Obtaining indefinite leave to remain (ILR) sooner rather than later is the understandable objective of individuals with limited leave in the UK who intend to make their lives here. But the current rules make it a long haul for people granted leave for non-standard reasons, for example on human rights grounds. They face multiple expensive applications for further leave. Having settled status here helps stable planning for the future, making travel arrangements and job applications more straightforward.
The July 2012 reform of human rights applications ended the previous regime whereby two spells of discretionary leave to remain (DLR), each of three years, gave a six year route to ILR. Under the new (and current) system there was to be a ten-year route to ILR under the various Immigration Rules addressing private and family life.
But there was transitional protection. Those granted leave before 9 July 2012 continued on the speedier track to ILR. So too did people who received a written commitment to consider their case before 9 July 2012 which had not been honoured, and also those whose grant of leave followed a reconsideration of a pre-July 2012 refusal.
In JR/3371/2019 the UT considered a case where an asylum appeal had failed; further representations had then been rejected. Then DLR was granted under the legacy programme, after the July 2012 changes. Once six years of DLR had been clocked up, the applicant sought ILR. But this was refused. The Home Office argued throughout the proceedings that the date of decision was the critical issue, and that a legacy grant did not represent any acknowledgment that the earlier decision was mistaken.
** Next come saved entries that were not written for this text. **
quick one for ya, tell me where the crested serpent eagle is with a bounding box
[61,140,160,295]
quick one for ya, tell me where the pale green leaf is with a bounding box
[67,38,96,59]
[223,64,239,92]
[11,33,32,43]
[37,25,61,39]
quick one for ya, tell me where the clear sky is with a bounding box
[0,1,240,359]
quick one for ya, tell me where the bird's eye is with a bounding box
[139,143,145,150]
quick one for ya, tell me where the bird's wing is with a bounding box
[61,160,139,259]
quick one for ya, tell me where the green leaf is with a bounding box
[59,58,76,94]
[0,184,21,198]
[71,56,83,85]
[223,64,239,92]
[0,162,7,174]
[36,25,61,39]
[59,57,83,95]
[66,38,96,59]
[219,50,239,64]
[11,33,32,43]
The judicial review claim was granted permission and succeeded at the final hearing. The UT found that the legacy grant represented a finding that the earlier fresh claim refusal had been wrong, based on the same evidence as was previously available. Accordingly the transitional protection applied, even though the decision post-dated July 2012. The very fact that periods of 36 months, rather than 30 months, of leave had been granted in the past, strongly suggested that the applicant was on the old, rather than the new route to settlement.
This decision will hopefully help many other cases still in the system. Notably many legacy grants of leave were based on the same information that had previously been on file: to that extent they were usually reversals of earlier decisions based on the same evidence.
Whilst the decision is presently unreported, such decisions are perfectly citeable, as all substantive immigration judicial reviews are treated as “reported”, whether or not they have been given a formal headnote by the UT: see Nawaz [2017] UKUT 288 (IAC).
Mark Symes was instructed by Joshi Advocates Ltd who brought this claim for judicial review.